Il a mélangé la vraie vie avec un jeu vidéo, par Sarah Cattan

Benalla B. E. N. A. 2L. A.

Je l’imagine épelant son nom, il y a pu gamin à l’école, hier en garde à vue. Oui, même un Ministre ça épèle en ce cas son nom. Comme toi. Ou moi.

Celui-là est plus fort que toi ou moi : inconnu jusqu’ici du grand public, il était de ceux qui suivaient le Président dans ses déplacements, officiels ou privés. Ce réserviste de la gendarmerie, formé au service d’ordre du PS, chargé de la sécurité d’Emmanuel Macron lors de la campagne présidentielle, fut garde du corps de Martine Aubry et François Hollande à 20 ans, chauffeur de Montebourg, qui s’en défit lorsque le petit, responsable d’un accident, voulut prendre la fuite.

Ça n’empêcha pas notre gaillard de suivre sa route, imposé par Manuel Valls pour un stage dans une école d’officiers de gendarmerie à 22 ans.

Il a 23 ans : le voilà Lieutenant-Colonel de réserve, puis Garde du corps rapproché du Président à 26 ans.

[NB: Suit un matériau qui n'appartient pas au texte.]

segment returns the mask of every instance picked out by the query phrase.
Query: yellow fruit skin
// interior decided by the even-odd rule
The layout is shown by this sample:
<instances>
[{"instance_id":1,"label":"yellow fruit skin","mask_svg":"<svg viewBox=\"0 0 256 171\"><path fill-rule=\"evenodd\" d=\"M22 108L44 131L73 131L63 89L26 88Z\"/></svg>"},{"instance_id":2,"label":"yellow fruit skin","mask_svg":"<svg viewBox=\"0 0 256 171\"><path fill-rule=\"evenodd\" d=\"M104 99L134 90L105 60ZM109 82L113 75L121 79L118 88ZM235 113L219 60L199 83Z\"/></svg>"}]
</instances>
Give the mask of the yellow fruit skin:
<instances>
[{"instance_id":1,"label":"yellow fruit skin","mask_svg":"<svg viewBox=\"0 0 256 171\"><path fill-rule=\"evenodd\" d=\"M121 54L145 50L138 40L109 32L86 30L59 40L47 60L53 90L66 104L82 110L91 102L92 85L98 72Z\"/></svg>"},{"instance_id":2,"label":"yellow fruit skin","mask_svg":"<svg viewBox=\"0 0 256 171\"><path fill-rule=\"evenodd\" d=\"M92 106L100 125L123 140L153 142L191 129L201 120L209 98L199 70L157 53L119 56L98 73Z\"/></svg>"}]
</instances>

Y en a même qui disent qu’on le proposa au même âge pour un poste de Sous-Préfet, alors que la limite basse était de 35 ans : d’adjoint au chef de cabinet du PR, il aurait candidaté dans le cadre des nominations au tour extérieur : c’était too much. Ça se sut. Ça ne put se faire. C’est ballot parfois.

Le gamin surdoué aurait en même temps obtenu un master de droit. Why not, il en est d’autres. Mais si peu que l’on retrouve, tout frais sortis d’une cité d’Evreux, munis du kit complet : voiture de fonction équipée de gyrophares, port d’arme, somptueux logement de fonction. Salaire consistant.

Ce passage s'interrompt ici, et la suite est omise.